C3 ENERGY MACHINE LEARNING TEAM LEADER IN GEFCOM2014
C3 ENERGY MACHINE LEARNING TEAM LEADER IN GEFCOM2014 Jan 2015
Company data scientists place among top teams across categories
Jan 27, 2015 - C3 Energy’s preeminent machine learning team is the only team to earn a leading position across three categories in the provisional leaderboard for the Global Energy Forecasting Competition (GEFCom2014) after 12 weeks of competition. GEFCom2014 is an international forecasting competition sponsored by IEEE Power & Energy Society.
More than 40 teams from across the globe competed in GEFCom2014 in four tracks covering electric load, electricity price, wind power, and solar power forecasting. Each week the competition organizers released incremental data for the teams to aggregate, process, and create forecasts for the next period. GEFCom2014 is the first forecasting competition in the power and energy industry that asks for probabilistic forecasts.

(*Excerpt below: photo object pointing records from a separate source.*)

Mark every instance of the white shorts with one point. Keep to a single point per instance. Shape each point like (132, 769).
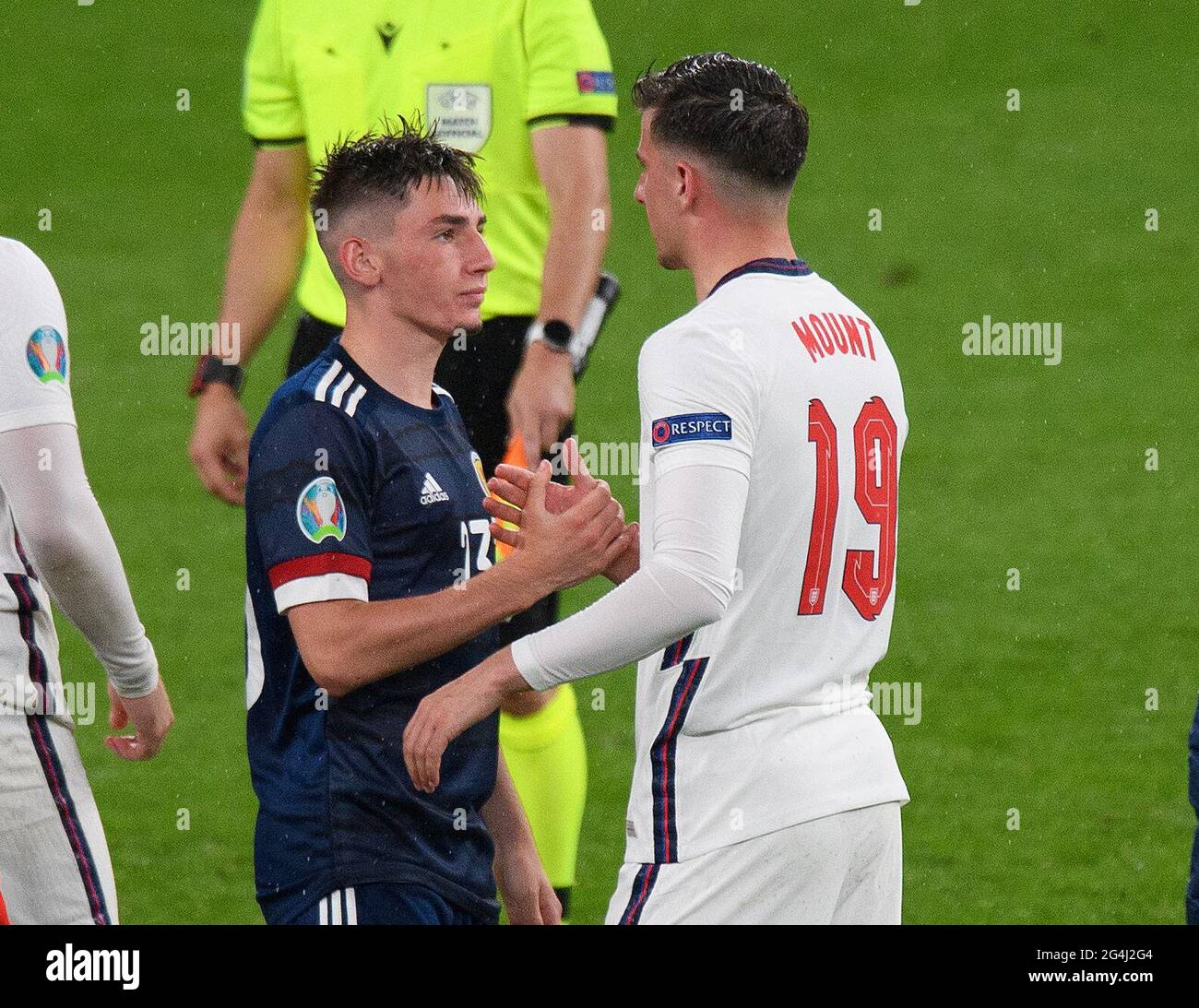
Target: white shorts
(54, 863)
(840, 869)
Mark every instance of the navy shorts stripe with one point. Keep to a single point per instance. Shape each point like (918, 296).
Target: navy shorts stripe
(676, 652)
(48, 758)
(643, 884)
(662, 761)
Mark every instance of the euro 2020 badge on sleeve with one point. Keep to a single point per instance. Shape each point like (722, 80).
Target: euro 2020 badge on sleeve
(47, 355)
(320, 511)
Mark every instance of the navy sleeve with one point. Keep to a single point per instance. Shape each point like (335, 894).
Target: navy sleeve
(308, 504)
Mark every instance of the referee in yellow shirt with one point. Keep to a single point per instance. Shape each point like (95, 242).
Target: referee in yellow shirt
(528, 87)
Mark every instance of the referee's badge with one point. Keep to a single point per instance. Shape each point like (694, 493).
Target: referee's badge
(320, 512)
(462, 112)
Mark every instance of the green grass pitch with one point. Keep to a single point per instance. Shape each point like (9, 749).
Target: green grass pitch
(1039, 700)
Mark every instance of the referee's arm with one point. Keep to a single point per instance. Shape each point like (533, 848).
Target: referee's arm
(264, 252)
(572, 163)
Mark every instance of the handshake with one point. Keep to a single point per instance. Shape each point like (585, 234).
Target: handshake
(564, 535)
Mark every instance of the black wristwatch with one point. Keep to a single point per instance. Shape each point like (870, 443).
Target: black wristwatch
(212, 369)
(554, 333)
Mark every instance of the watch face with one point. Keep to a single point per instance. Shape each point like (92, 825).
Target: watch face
(558, 333)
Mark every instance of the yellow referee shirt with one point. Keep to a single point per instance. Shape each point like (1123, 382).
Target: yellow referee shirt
(488, 72)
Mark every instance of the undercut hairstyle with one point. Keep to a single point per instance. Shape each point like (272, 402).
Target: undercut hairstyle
(739, 115)
(386, 166)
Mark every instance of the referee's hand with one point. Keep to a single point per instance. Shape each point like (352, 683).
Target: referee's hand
(220, 446)
(540, 400)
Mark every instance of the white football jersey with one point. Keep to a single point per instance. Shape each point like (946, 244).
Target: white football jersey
(32, 391)
(763, 719)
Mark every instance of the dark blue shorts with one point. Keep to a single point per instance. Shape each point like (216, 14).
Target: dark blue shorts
(382, 903)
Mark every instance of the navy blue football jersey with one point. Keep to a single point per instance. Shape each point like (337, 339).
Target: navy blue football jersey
(354, 492)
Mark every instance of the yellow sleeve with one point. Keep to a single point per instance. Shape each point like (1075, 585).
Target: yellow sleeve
(570, 68)
(270, 107)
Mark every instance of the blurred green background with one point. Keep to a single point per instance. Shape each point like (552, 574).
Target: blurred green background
(1032, 700)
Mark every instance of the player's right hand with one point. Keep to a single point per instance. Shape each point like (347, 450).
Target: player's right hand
(510, 492)
(151, 717)
(220, 445)
(572, 545)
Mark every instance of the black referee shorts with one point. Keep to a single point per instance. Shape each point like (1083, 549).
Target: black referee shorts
(479, 376)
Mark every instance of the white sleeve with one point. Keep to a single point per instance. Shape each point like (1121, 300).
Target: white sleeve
(684, 584)
(34, 372)
(72, 551)
(699, 398)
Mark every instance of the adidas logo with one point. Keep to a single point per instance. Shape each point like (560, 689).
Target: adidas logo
(432, 492)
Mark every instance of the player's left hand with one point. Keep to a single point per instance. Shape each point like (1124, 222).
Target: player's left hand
(540, 400)
(447, 712)
(526, 889)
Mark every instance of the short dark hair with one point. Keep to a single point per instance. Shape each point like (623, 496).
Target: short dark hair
(740, 114)
(387, 164)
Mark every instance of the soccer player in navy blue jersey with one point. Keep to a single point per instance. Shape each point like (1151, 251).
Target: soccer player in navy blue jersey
(371, 579)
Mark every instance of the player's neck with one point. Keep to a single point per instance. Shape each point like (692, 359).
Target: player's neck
(396, 355)
(722, 249)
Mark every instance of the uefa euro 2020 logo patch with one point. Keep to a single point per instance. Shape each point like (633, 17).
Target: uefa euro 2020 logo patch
(691, 427)
(47, 355)
(320, 511)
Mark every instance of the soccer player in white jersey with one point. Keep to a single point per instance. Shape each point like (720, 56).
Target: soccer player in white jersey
(54, 542)
(766, 789)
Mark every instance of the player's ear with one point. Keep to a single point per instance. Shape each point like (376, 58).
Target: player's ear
(359, 261)
(684, 184)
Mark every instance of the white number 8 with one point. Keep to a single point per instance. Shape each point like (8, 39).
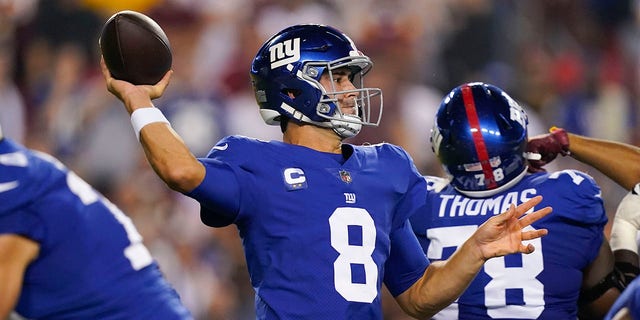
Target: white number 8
(339, 223)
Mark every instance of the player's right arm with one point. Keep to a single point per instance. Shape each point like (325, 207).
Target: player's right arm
(166, 152)
(619, 161)
(16, 253)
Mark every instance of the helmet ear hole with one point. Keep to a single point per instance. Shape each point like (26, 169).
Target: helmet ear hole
(292, 93)
(503, 123)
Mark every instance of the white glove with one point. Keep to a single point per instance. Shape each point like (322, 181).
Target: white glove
(626, 222)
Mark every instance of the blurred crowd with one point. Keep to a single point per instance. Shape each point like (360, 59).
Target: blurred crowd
(572, 64)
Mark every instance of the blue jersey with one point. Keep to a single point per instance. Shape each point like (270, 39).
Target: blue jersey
(629, 299)
(542, 285)
(320, 233)
(92, 263)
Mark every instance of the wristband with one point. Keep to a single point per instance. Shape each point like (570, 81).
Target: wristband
(623, 236)
(144, 116)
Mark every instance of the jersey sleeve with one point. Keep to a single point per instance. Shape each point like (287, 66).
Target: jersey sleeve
(407, 263)
(580, 196)
(218, 194)
(22, 222)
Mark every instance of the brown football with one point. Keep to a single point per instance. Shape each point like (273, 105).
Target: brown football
(135, 48)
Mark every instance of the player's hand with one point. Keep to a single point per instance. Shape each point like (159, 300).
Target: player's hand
(131, 94)
(503, 234)
(542, 149)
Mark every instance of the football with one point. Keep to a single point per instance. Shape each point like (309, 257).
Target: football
(135, 48)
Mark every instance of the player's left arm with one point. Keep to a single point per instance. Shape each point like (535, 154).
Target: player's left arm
(444, 281)
(16, 253)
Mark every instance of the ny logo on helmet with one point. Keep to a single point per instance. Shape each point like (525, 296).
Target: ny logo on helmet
(284, 52)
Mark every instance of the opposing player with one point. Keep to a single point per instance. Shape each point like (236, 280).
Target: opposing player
(66, 252)
(619, 161)
(480, 136)
(324, 223)
(624, 235)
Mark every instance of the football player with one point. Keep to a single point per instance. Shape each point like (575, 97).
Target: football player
(619, 161)
(66, 252)
(480, 138)
(624, 235)
(323, 223)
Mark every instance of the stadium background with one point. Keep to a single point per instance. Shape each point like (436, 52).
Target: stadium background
(572, 64)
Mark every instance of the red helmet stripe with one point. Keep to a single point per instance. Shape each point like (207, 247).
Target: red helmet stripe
(478, 139)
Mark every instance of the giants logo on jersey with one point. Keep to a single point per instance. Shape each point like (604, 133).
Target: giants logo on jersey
(294, 179)
(284, 52)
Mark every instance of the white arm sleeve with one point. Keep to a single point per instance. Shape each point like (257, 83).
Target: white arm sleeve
(626, 223)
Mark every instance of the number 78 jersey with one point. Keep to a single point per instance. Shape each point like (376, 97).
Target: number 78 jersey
(542, 285)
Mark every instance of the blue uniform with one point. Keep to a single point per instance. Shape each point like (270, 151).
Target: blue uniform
(542, 285)
(320, 233)
(92, 263)
(629, 299)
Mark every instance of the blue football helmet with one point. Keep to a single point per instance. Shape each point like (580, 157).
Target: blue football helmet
(286, 79)
(480, 137)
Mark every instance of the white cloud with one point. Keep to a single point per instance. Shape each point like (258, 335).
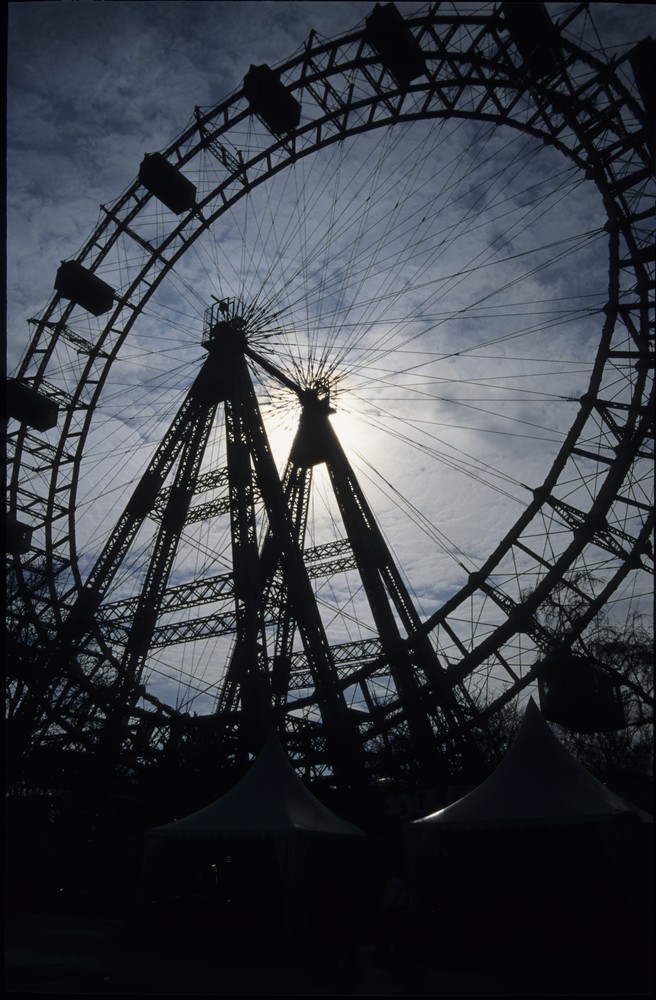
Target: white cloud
(445, 330)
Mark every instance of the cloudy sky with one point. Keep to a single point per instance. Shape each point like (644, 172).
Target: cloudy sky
(453, 393)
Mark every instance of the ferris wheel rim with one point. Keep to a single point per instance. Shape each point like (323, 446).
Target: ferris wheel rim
(623, 227)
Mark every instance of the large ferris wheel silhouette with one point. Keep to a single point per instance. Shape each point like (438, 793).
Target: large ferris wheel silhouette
(390, 290)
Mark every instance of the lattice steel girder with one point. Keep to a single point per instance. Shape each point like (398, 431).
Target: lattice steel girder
(339, 730)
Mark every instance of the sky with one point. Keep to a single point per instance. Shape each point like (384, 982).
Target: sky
(447, 446)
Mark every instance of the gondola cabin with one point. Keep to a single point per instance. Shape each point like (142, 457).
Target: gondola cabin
(30, 407)
(167, 183)
(388, 34)
(270, 100)
(534, 34)
(18, 536)
(576, 693)
(85, 289)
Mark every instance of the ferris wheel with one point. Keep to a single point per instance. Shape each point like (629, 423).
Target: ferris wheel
(389, 300)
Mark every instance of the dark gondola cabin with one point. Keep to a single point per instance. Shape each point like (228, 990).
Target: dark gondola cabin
(167, 183)
(85, 289)
(270, 100)
(533, 32)
(399, 51)
(576, 693)
(29, 406)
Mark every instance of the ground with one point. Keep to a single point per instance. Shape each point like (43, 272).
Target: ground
(90, 955)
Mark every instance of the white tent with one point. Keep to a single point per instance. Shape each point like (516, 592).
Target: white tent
(269, 801)
(541, 847)
(267, 850)
(537, 782)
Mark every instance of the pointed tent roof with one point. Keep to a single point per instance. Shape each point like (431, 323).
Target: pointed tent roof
(538, 782)
(270, 800)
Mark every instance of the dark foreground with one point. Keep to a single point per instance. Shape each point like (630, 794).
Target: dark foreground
(57, 954)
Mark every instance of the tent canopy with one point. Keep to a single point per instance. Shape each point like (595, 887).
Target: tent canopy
(270, 800)
(538, 782)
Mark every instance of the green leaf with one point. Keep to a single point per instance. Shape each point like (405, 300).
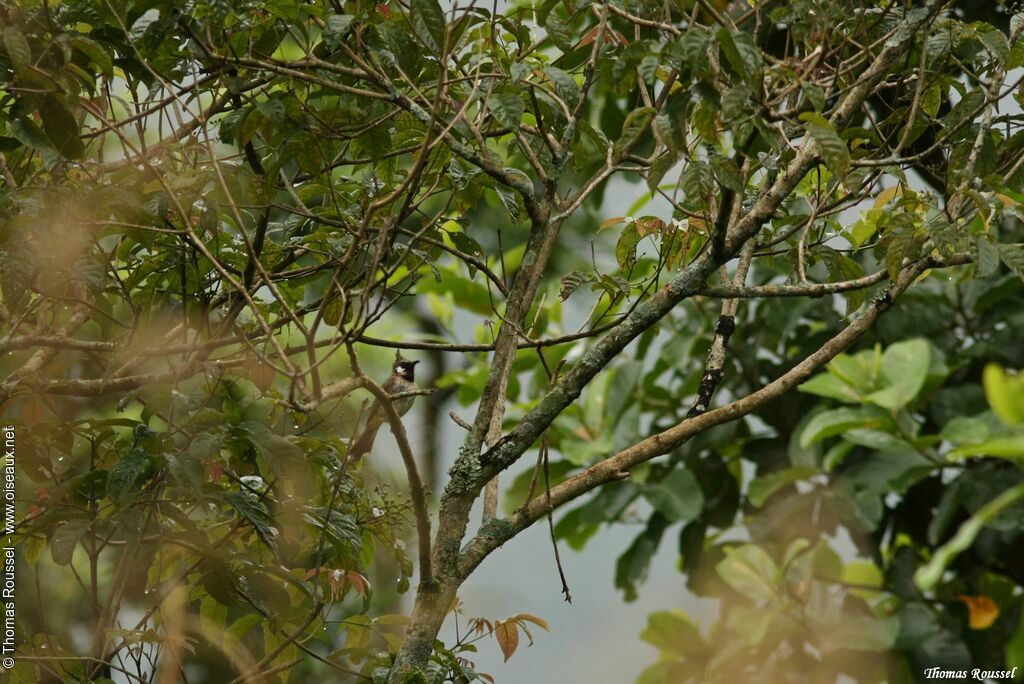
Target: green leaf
(96, 54)
(727, 173)
(673, 632)
(927, 576)
(124, 475)
(66, 538)
(559, 32)
(677, 497)
(565, 85)
(658, 168)
(751, 571)
(635, 125)
(826, 384)
(428, 19)
(1005, 393)
(17, 48)
(255, 513)
(1008, 447)
(837, 421)
(693, 47)
(763, 487)
(626, 248)
(337, 27)
(832, 146)
(904, 366)
(1013, 256)
(61, 128)
(986, 257)
(860, 633)
(507, 109)
(29, 134)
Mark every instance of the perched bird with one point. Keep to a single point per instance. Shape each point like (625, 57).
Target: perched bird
(402, 379)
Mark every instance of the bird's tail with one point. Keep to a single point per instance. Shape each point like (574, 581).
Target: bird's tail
(365, 442)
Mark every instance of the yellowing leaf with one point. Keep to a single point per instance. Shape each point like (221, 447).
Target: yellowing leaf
(507, 634)
(1005, 393)
(982, 611)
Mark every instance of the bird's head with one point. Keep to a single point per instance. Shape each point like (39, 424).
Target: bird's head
(404, 368)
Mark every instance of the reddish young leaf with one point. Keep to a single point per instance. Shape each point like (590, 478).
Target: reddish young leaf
(507, 634)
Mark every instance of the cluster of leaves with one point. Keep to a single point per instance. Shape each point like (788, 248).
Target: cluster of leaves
(244, 509)
(916, 502)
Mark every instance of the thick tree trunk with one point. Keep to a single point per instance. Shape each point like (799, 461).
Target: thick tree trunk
(432, 602)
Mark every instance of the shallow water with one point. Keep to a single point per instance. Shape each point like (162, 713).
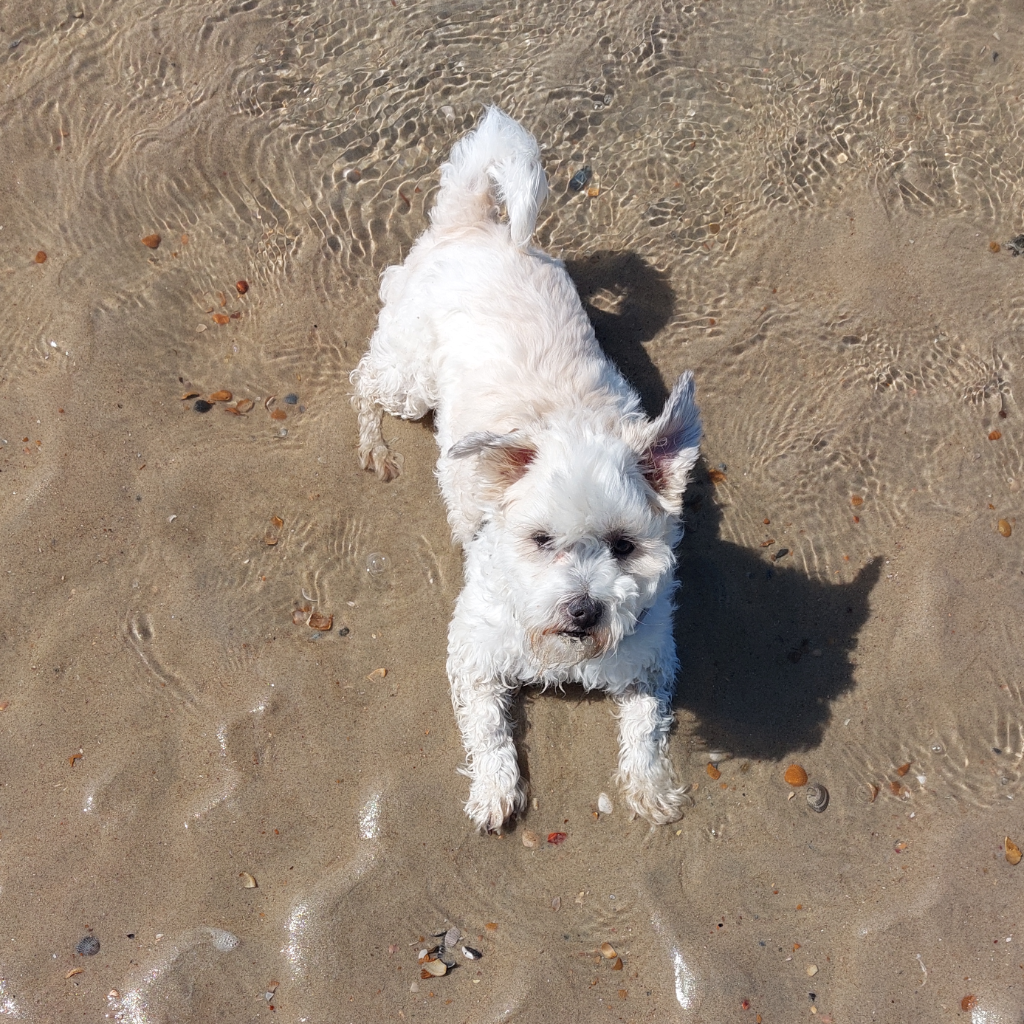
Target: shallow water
(797, 201)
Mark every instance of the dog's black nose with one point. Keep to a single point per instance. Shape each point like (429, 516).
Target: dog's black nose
(585, 611)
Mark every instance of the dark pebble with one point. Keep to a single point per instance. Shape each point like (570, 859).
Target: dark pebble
(580, 179)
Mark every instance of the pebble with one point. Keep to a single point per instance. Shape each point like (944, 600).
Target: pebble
(581, 178)
(378, 563)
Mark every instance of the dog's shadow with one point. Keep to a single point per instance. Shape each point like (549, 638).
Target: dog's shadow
(764, 648)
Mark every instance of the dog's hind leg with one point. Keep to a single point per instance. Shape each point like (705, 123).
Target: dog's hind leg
(374, 451)
(645, 772)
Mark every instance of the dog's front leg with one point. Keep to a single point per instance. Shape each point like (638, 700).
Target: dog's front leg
(481, 708)
(645, 772)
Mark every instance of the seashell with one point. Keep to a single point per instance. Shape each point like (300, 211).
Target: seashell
(817, 797)
(1012, 850)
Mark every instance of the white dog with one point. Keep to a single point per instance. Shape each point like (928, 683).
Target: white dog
(564, 496)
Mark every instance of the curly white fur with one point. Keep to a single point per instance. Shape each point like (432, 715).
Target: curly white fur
(563, 495)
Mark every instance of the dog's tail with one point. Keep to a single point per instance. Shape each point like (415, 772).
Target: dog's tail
(500, 161)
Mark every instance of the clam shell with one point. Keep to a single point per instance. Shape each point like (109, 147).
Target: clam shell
(817, 797)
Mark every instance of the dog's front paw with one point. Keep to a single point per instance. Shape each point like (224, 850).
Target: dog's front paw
(491, 804)
(385, 463)
(657, 806)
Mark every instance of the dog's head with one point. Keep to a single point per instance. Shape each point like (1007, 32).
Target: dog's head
(586, 517)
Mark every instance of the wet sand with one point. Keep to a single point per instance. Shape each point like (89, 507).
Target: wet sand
(796, 201)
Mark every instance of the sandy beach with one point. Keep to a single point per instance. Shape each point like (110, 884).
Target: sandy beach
(211, 810)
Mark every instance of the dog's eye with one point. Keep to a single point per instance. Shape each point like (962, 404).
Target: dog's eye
(623, 547)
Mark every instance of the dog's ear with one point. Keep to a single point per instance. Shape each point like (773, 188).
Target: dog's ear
(672, 443)
(503, 458)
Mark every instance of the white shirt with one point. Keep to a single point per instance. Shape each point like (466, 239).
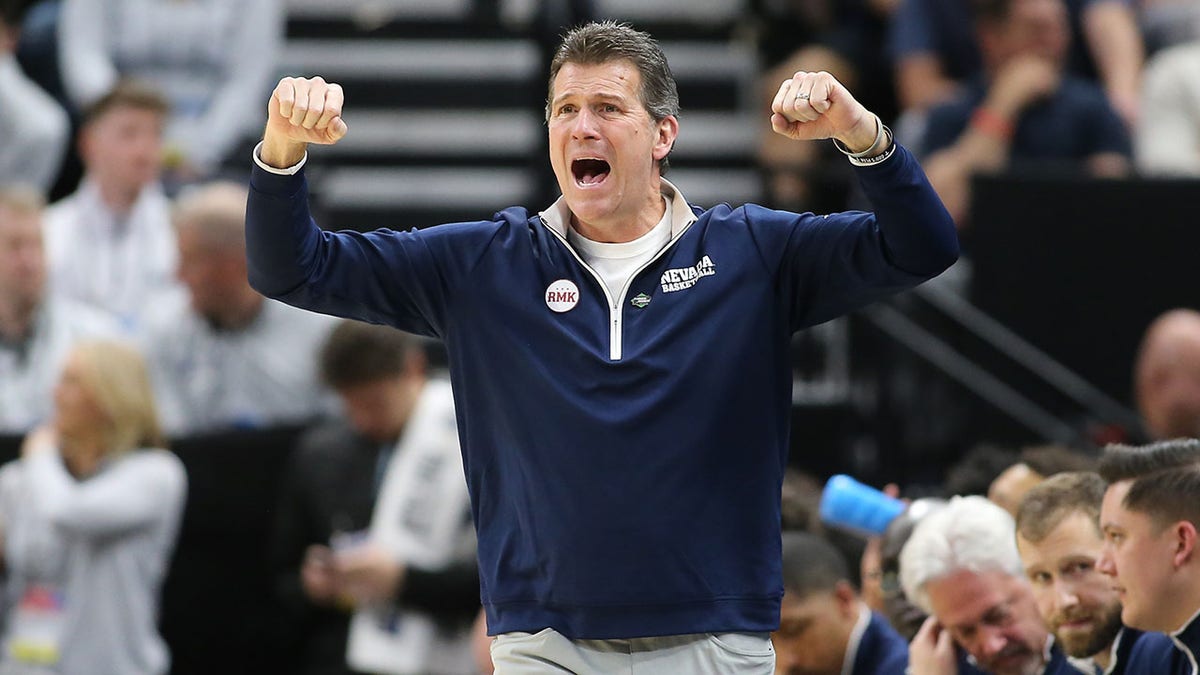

For each step throughout the forecasting horizon, the contestants were required to submit 99 forecasted quantiles instead of a single point estimate.
C3 Green Team, which consisted of six of C3 Energy’s data scientists, was one of the only teams to compete across all four categories and was the only team to place among the top five in three categories—electricity price, wind power, and solar power forecasting.
“C3 Energy has developed some of the most sophisticated applications of machine learning and forecasting techniques for today’s modern utility systems,” said S. Shankar Sastry, Dean of Engineering, UC Berkeley. “For GEFCom2014, the machine learning team leveraged this experience to create leading forecasts across critical areas to the energy ecosystem.”
The final leaderboard will be announced at the IEEE Power and Energy Society General Meeting in Denver, Colo., from July 26 – 30, 2015, where the top five teams will present their methodologies and the top three teams in each category will be honored.